Barrett’s use of “sexual preference” alarmed many viewers, myself included, for good reason. The archaic phrase suggests that sexuality is a choice, that gay and bisexual people simply prefer to partner with people of the same sex—a preference that, with enough willpower, can be changed. As Jesse Bering explained in 2013, the term is similar to other expressions, like “the gay lifestyle” or “avowed homosexual,” that were once common but are now considered offensive. These phrases play into the anti-gay canard that sexual minorities are not a discrete and insular minority deserving of constitutional protections but rather deviants who should not be rewarded for their aberrant sexuality.

Today, the term “sexual preference” has almost universally been replaced with “sexual orientation,” which acknowledges that sexuality is a fundamental human trait. But the religious right often refuses to use “orientation,” fearing that it will legitimize homosexuality. For instance, when Scalia dissented from the Supreme Court’s first ruling in favor of gay rights, he put the word “orientation” in scare quotes, speaking only of “homosexual ‘orientation.’ ” Scalia also refused to use the phrase “sexual orientation” in the court’s next three gay rights decisions. Instead, he deployed the term “homosexual conduct.” Like “sexual preference,” this expression implies that homosexuality isn’t something you are but something you do—and, by extension, something you can (and should) stop doing. Consider this passage from Scalia’s dissent in Lawrence v. Texas, which legalized same-sex intimacy:

Many Americans do not want persons who openly engage in homosexual conduct as partners in their business, as scoutmasters for their children, as teachers in their children’s schools, or as boarders in their home. They view this as protecting themselves and their families from a lifestyle that they believe to be immoral and destructive.

Barrett’s use of “sexual preference” on Tuesday brought Scalia’s words to mind. It indicates that she might share the position of the Alliance Defending Freedom, a law firm that opposes LGBTQ nondiscrimination laws and supports the criminalization of homosexuality, and consistency rejects the validity of LGBTQ identities. (Barrett has given paid speeches to the organization on five occasions. When she was questioned about whether she supports the organization’s full agenda, she said she did not look at all of the materials it gave students attending her speeches.) ADF regularly asks the Supreme Court to legalize discrimination against LGBTQ people and roll back their constitutional equality. The group is currently urging the Supreme Court to rule that Philadelphia must provide public funding to a foster care agency that refuses to work with same-sex parents. SCOTUS will hear the case in November—shortly after Barrett is confirmed, if Republicans’ current timeline holds.

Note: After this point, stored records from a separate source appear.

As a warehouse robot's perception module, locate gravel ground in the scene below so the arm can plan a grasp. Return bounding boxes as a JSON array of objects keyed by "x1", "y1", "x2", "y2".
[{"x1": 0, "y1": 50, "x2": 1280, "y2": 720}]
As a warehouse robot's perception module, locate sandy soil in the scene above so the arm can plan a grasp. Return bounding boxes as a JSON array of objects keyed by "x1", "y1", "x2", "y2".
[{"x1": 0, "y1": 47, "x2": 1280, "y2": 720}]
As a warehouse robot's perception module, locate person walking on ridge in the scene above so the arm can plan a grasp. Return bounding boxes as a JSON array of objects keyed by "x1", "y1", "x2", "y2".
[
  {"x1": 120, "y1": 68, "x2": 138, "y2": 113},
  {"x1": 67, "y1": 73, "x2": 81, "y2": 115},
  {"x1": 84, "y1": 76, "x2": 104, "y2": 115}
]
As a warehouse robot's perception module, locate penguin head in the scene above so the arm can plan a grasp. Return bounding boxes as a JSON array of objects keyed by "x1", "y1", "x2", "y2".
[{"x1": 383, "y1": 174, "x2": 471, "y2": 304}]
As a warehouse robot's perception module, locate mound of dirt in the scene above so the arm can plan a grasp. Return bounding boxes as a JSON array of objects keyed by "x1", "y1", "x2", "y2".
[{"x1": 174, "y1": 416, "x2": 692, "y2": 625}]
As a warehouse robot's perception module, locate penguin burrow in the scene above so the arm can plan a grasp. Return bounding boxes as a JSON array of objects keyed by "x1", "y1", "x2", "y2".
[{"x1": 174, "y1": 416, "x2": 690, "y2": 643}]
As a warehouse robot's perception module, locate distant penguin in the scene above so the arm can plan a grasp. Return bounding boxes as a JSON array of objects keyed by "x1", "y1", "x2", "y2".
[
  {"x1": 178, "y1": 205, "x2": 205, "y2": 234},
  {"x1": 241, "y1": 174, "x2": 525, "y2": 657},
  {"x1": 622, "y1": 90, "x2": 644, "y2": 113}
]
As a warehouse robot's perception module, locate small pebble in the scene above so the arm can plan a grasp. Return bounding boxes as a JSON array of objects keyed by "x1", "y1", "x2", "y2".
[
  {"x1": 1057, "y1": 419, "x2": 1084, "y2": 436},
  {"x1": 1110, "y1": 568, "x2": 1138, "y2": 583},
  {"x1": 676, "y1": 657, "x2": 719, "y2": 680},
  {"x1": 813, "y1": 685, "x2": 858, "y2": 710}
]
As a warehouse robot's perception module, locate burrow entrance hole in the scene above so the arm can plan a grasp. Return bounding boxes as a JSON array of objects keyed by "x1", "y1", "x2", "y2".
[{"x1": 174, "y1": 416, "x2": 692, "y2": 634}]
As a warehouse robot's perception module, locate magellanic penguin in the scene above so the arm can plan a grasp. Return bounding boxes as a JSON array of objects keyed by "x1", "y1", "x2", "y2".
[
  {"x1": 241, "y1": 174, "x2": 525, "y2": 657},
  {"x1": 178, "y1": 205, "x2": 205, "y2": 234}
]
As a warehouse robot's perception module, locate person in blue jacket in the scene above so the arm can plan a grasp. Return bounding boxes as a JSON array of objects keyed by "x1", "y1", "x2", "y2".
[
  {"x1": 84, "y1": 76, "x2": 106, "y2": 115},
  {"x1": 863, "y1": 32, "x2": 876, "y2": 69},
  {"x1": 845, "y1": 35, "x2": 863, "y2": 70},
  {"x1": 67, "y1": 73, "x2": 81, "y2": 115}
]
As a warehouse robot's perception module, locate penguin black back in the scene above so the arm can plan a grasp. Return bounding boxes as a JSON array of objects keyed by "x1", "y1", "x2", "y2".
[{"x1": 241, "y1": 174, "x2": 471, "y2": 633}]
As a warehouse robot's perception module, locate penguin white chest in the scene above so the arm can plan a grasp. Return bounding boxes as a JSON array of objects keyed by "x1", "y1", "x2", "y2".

In light of Barrett’s long affiliation with anti-gay organizations, her coded language on Tuesday should not be dismissed as a poor choice of words. Republicans have selected her, in part, to reward the Christian right for its loyalty to Donald Trump. Eroding constitutional equality for LGBTQ people is a key priority for this bloc. Barrett has given us every reason to expect that she will shore up a conservative majority that is ready and willing to condemn gay Americans to second-class citizenship once again.